There’s Nothing Mickey Mouse About the Night Light Feature in Windows 10
How many of you knew Windows 10 has a very nice night light feature? I am going to guess not many. Maybe that’s because in earlier versions of Windows 10 the Night Light feature was not very good. But it’s good in later versions of Windows (Version 1803 and newer), and if relieving eye strain is something you’re interested in, you’ll want to read on, I tells ya!
Scientists and, I guess, ophthalmologists, and others who study eyes have warned about the damage the blue light emitted from computer screens can do. I never really understood this because the sun sprays the earth with tons of blue light. Now, I’m no scientist, but I’ve done some reading and it seems that most eye people (and maybe even The Crawling Eye) agree that overexposure to blue light is not a good thing.
I know you’re raising your eyebrows and pounding your desktops in anger and saying to yourself, “There goes that TC again. He don’t know grammar good, and now he’s telling us about eyes! He should stick to computers…”
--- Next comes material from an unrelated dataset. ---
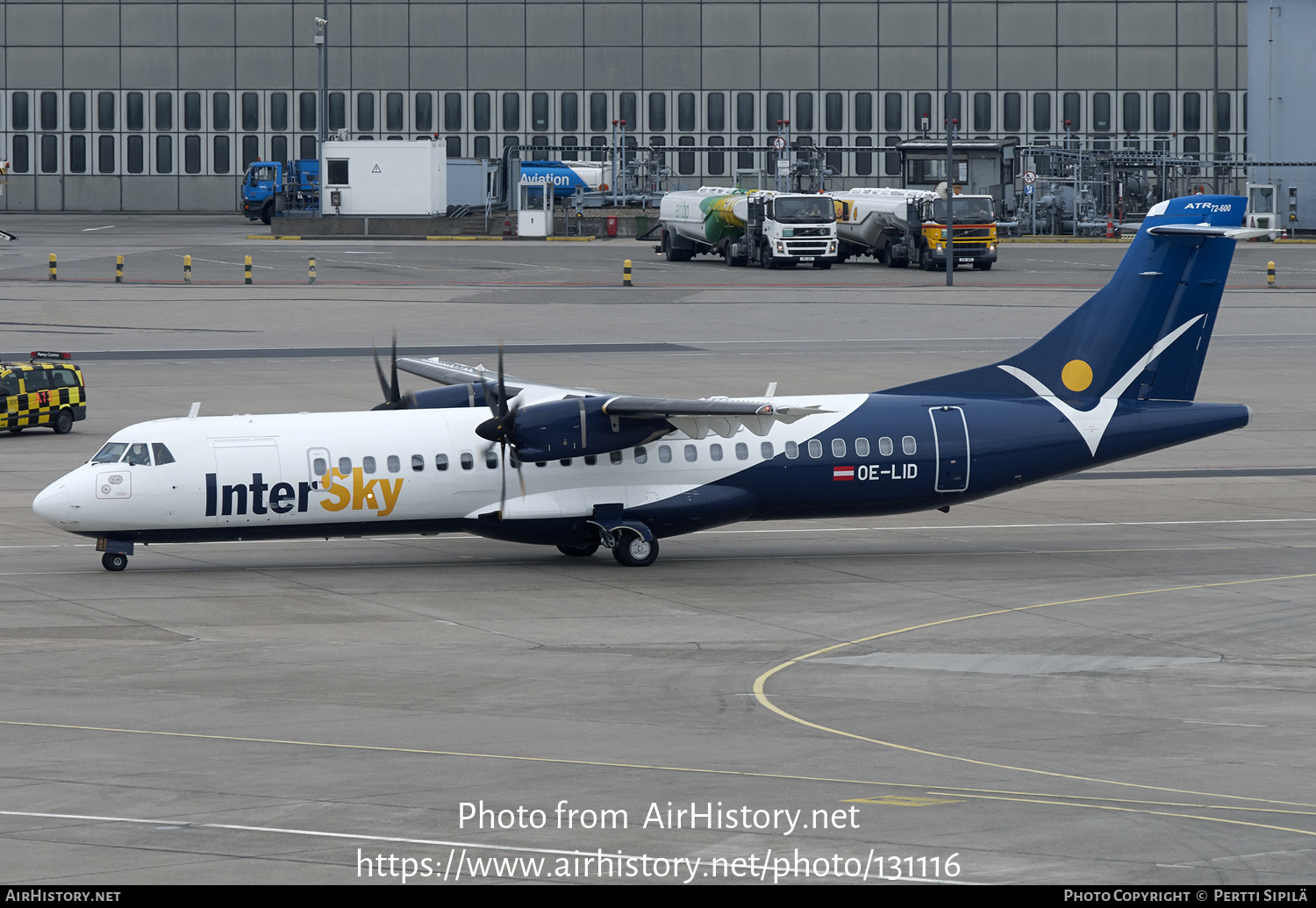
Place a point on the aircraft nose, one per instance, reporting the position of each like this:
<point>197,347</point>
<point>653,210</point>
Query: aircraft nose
<point>52,505</point>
Well, some people DO know about the eyes, so I shall offer you a quote from the experts at AllAboutVision.com. If they don’t know eyes, then who does?
Key points about blue light
Like ultraviolet radiation, visible blue light — the portion of the visible light spectrum with the shortest wavelengths and highest energy — has both benefits and dangers. Here are important things you should know about blue light:
1. Blue light is everywhere.
Sunlight is the main source of blue light, and being outdoors during daylight is where most of us get most of our exposure to it. But there are also many man-made, indoor sources of blue light, including fluorescent and LED lighting and flat-screen televisions.
Most notably, the display screens of computers, electronic notebooks, smartphones and other digital devices emit significant amounts of blue light.
The amount of HEV light these devices emit is only a fraction of that emitted by the sun. But the amount of time people spend using these devices and the proximity of these screens to the user’s face have many eye doctors and other health care professionals concerned about possible long-term effects of blue light on eye health…
If that was not enough information for you, be my guest and read more. Go ahead! Saturate your brains with eye information and, hopefully, good grammar too while you’re there – cuz you ain’t gonna find it here.
But what you will find here is more information about Windows 10’s Night Light feature… and important stuff like how to turn it on, how to adjust it and how to make it switch on and off automatically. That kind of stuff I can do!
1.) Open Settings (Windows key+i) or right-click the Start button and click Settings.
2.) Then click on System > Display. In Display click on Night Light settings. See?
3. Click “Turn on now” to set up Night Light.
4.) Adjust the amount of blue light you want to get rid of by sliding the slider to the right. The farther to the right you move the slider the less blue light your screen will emit. If you go crazy and move it all the way to the right, your screen will have an ugly red cast. So, don’t go crazy here.
5.) In a nutshell. Everything you need to know about turning on Night Light and setting it up is in the screenshot below. Look at all those notations in orange and purple. You can set up Night Light to come on at sunset and turn off at sunrise. Windows knows when the sun goes down on you! Or you can take control like I did, and set up specific times you want to reduce the amount of blue light coming at your eyeballs from your screen.
I found my happy zone as far cutting down on the blue light coming at me from my laptop screen to be about in the middle – at 42 (see below). That’s moving the slider just about to the midpoint.
OK. Now there’s no reason to be downloading any screen dimmers or blue light killers because Windows now has a pretty good Night Light built-in.
Now, EB, where’s that brand new Mickey Mouse night light you promised me?